The Russian leader has sought to legitimise his invasion of Ukraine by comparing it with the previous struggle against Nazism and the national pride it brought.

"Today, our soldiers, as their ancestors, are fighting side by side to liberate their native land from the Nazi filth with the confidence that, as in 1945, victory will be ours," Putin said.

Ukraine's Zelensky also marked the end of the war by comparing his country's battle for national survival to the region's resistance against its former Nazi occupiers.

"Decades after World War II, darkness has returned to Ukraine, and it has become black and white again," he said, in a monochrome social media video shot before a bombed-out apartment block.

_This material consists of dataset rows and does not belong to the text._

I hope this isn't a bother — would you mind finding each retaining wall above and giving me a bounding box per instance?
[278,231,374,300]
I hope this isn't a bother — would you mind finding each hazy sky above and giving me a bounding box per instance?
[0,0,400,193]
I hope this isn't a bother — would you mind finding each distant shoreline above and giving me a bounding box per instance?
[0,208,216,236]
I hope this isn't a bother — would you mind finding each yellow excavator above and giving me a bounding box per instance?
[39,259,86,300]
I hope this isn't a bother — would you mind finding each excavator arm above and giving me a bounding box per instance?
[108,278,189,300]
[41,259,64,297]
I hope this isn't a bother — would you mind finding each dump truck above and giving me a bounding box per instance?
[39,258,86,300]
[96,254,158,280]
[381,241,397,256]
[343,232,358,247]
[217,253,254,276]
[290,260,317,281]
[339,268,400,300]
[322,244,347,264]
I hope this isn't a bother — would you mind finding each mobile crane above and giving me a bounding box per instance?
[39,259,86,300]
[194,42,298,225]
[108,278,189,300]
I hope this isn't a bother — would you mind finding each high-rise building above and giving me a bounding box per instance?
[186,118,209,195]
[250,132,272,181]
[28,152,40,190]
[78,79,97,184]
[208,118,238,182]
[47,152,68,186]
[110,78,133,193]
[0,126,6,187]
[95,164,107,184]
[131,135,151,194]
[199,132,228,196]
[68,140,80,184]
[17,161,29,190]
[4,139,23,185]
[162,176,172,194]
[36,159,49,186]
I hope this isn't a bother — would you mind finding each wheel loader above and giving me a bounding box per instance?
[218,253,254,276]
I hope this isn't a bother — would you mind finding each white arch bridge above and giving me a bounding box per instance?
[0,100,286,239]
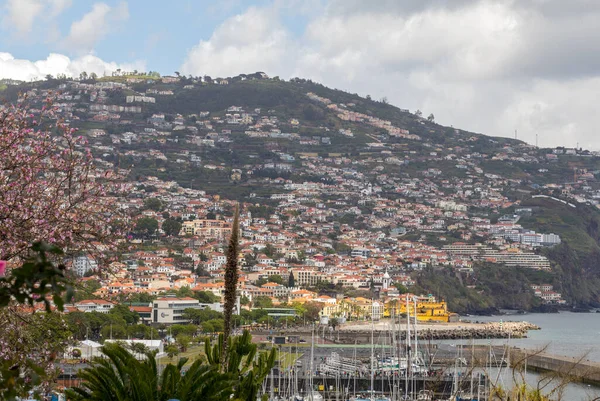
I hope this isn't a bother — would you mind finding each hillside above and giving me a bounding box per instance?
[0,73,600,313]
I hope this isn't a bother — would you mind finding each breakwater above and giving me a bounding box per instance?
[509,347,600,386]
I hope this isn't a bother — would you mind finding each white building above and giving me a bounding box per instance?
[72,255,98,277]
[152,297,202,324]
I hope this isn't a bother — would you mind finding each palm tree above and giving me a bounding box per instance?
[204,330,276,401]
[67,343,235,401]
[221,205,240,371]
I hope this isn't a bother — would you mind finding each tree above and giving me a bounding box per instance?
[221,205,240,370]
[175,334,192,352]
[0,102,125,260]
[165,344,179,359]
[193,291,219,304]
[304,302,323,322]
[204,330,276,401]
[108,304,140,324]
[394,283,408,294]
[162,219,181,237]
[66,344,235,401]
[269,274,283,285]
[135,217,158,237]
[176,285,194,298]
[252,295,273,308]
[75,280,102,302]
[0,243,73,399]
[144,198,164,212]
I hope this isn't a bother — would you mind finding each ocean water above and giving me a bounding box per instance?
[462,312,600,362]
[452,312,600,401]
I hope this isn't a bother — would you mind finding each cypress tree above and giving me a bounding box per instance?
[221,205,240,372]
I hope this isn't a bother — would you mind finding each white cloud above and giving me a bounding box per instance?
[2,0,73,38]
[0,52,146,81]
[181,0,600,149]
[181,7,291,77]
[2,0,44,36]
[64,2,129,53]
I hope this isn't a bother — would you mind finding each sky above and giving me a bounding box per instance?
[0,0,600,150]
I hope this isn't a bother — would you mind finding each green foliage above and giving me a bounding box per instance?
[269,274,283,285]
[67,344,235,401]
[175,285,194,298]
[394,283,408,294]
[165,344,179,359]
[221,205,240,367]
[0,242,74,312]
[175,334,192,352]
[193,291,220,304]
[183,308,223,324]
[73,280,101,302]
[204,330,276,401]
[108,304,140,324]
[519,198,600,307]
[252,295,273,308]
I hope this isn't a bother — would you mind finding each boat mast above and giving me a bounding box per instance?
[308,322,315,401]
[353,337,358,398]
[404,295,412,396]
[371,300,375,399]
[411,298,419,396]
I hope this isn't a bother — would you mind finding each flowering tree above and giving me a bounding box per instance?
[0,99,124,260]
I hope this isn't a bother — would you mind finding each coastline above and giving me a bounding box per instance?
[338,319,541,339]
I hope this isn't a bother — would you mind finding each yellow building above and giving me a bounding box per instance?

"Evil has returned, in a different uniform, under different slogans, but for the same purpose," he warned.

- 'Shame on Russia' -

Zelensky also met G7 leaders via video conference Sunday to discuss the crisis.

The group in a statement said Putin's "unprovoked war of aggression" had brought "shame on Russia and the historic sacrifices of its people".

The White House said the G7 was "committed to phasing out or banning the import of Russian oil".

But EU diplomats will meet again this week to hammer out the details of their latest sanctions package against Moscow, after a proposed embargo on Russian oil exposed rifts in the bloc.

The White House also said the United States would impose sanctions on three major Russian television stations and deny all Russian companies access to American firms' consulting and accounting services.

Canadian Prime Minister Justin Trudeau said Putin was responsible for "heinous war crimes" as he visited Irpin, a suburb on the northwest edge of Kyiv that was the scene of heavy fighting in the early weeks of the conflict.

Local mayor Oleksandr Markushyn posted pictures on social media and said Trudeau "came to Irpin to see with his own eyes all the horror that the Russian occupiers had done to our city".

- Battle for the east -

On the ground, the key battles are being fought in Ukraine's east.

In Severodonetsk, a dozen jumpy and exhausted soldiers cowering under a bridge from incoming shellfire formed Kyiv's last line of defence against Russia's assault on this easternmost city still held by Ukraine.

The city's fall would grant the Kremlin de facto control of Lugansk -- the smaller of the two republics comprising the Donbas war zone.

A clear pattern has emerged on Ukraine's eastern front.

Ukrainian units are counterattacking and making gains to the east of the northern city of Kharkiv.

The Russians, in turn, are chewing up territory roughly 100 miles (160 kilometres) to the southeast of the Ukrainian push.

"I would rather not guess how long we can hold on. All I can say is that we are here now," said their unit commander.

"The best way to describe the situation? Critically stable," he said with a sardonic laugh.